SYDNEY: Australia's Prime Minister Malcolm Turnbull defended the corporate regulator Wednesday, saying it was "sinking its fangs" into suspected wrongdoers after it sued National Australia Bank over allegations of rate-rigging.
The Australian Securities and Investment Commission (ASIC) has been criticised over its policing of the nation's banks, which have faced allegations of financial planning fraud and claims of manipulating reference rate benchmarks.
The prime minister, who has rejected calls for a national inquiry into the banks, stressed Wednesday that ASIC was "doing its job".
"The watchdog is sinking its fangs into a few suspected culprits and doing his job," he told reporters in Ulladulla, south of Sydney.
ASIC on Tuesday began legal proceedings against the National Australia Bank -- one of the country's "big four" banks, which regularly rake in multi-billion-dollar profits.
The proceedings relate to NAB's alleged manipulation of the bank bill swap reference rate, a benchmark used to set the price of Australian financial products such as bonds and loans.
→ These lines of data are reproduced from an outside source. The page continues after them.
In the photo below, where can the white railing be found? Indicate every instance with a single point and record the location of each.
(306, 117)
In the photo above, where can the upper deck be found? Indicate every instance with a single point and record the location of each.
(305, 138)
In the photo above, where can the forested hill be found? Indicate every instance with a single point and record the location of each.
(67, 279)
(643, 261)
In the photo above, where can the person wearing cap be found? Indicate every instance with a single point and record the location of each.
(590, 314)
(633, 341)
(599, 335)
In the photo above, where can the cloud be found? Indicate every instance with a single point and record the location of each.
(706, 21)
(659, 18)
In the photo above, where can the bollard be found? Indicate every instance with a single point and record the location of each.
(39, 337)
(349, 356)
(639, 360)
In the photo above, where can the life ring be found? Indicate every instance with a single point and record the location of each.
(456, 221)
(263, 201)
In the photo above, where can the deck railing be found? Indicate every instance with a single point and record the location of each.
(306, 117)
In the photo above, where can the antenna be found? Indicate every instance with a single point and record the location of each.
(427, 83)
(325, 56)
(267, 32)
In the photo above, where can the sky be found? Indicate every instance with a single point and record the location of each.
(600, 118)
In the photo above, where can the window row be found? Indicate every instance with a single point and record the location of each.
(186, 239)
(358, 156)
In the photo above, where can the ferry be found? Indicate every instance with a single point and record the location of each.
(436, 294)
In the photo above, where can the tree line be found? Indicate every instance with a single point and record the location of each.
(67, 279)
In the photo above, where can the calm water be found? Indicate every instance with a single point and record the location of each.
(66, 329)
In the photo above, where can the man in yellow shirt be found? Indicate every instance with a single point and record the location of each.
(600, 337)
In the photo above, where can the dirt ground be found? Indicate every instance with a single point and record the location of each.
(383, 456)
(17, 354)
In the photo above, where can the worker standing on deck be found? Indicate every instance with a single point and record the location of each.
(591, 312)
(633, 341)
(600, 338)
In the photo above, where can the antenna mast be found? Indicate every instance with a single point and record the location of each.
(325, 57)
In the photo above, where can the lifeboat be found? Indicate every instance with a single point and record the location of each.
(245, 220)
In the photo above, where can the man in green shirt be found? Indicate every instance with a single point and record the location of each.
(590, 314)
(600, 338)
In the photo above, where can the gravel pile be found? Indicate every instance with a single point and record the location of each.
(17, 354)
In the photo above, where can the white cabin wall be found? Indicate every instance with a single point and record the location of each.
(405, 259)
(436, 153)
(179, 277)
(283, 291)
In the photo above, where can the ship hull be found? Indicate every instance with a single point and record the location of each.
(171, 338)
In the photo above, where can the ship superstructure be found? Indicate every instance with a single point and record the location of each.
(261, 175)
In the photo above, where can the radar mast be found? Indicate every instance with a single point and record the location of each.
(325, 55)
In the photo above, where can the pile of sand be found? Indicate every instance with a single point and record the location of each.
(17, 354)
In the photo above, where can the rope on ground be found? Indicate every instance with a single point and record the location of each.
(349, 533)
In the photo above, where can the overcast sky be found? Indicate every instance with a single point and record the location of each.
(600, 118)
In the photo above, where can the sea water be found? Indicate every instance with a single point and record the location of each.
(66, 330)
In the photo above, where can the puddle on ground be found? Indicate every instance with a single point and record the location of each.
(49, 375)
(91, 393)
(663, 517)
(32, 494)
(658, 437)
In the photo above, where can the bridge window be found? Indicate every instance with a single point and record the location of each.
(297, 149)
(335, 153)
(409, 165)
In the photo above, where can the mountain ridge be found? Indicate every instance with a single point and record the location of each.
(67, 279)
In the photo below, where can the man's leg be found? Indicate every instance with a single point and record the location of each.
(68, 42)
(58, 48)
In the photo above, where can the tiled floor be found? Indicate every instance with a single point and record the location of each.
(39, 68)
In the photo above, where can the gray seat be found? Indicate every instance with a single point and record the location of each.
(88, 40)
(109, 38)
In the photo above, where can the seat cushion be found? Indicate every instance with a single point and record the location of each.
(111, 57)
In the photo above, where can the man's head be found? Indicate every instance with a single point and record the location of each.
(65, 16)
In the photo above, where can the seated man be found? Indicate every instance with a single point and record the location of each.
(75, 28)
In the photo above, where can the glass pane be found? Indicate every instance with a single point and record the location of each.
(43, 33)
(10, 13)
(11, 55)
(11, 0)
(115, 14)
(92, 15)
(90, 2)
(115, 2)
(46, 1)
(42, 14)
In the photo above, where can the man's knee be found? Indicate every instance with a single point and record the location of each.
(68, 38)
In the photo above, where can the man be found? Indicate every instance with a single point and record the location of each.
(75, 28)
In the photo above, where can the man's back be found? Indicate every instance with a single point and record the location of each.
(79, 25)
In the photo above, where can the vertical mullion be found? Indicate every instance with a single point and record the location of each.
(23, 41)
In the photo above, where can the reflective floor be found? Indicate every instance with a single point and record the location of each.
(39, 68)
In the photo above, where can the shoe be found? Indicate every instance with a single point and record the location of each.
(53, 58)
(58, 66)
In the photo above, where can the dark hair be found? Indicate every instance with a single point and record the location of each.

"It is alleged that NAB traded in a manner that was unconscionable and intended to create an artificial price for bank bills on 50 occasions during the period of 8 June 2010 and 24 December 2012," ASIC said.
NAB chief risk officer David Gall said the lender took the allegations seriously and was fully cooperating, but the bank did not agree with ASIC's claims.
ASIC, like its counterparts in the United States and Britain, has been probing multinational banks over benchmark interest rate-rigging.
The regulator recently hauled two other major Australian lenders, Westpac and ANZ, to court over allegations they manipulated the interbank lending rate.
Leading Australian financial institutions have hit the headlines in recent years over allegations of dodgy financial advice, life insurance and mortgage fraud.
Turnbull's conservative government has responded to public anger by boosting funding to ASIC and appointing a special prosecutor to investigate financial crime.
But it has refused to back calls from the Labor opposition for a royal commission into banking misconduct.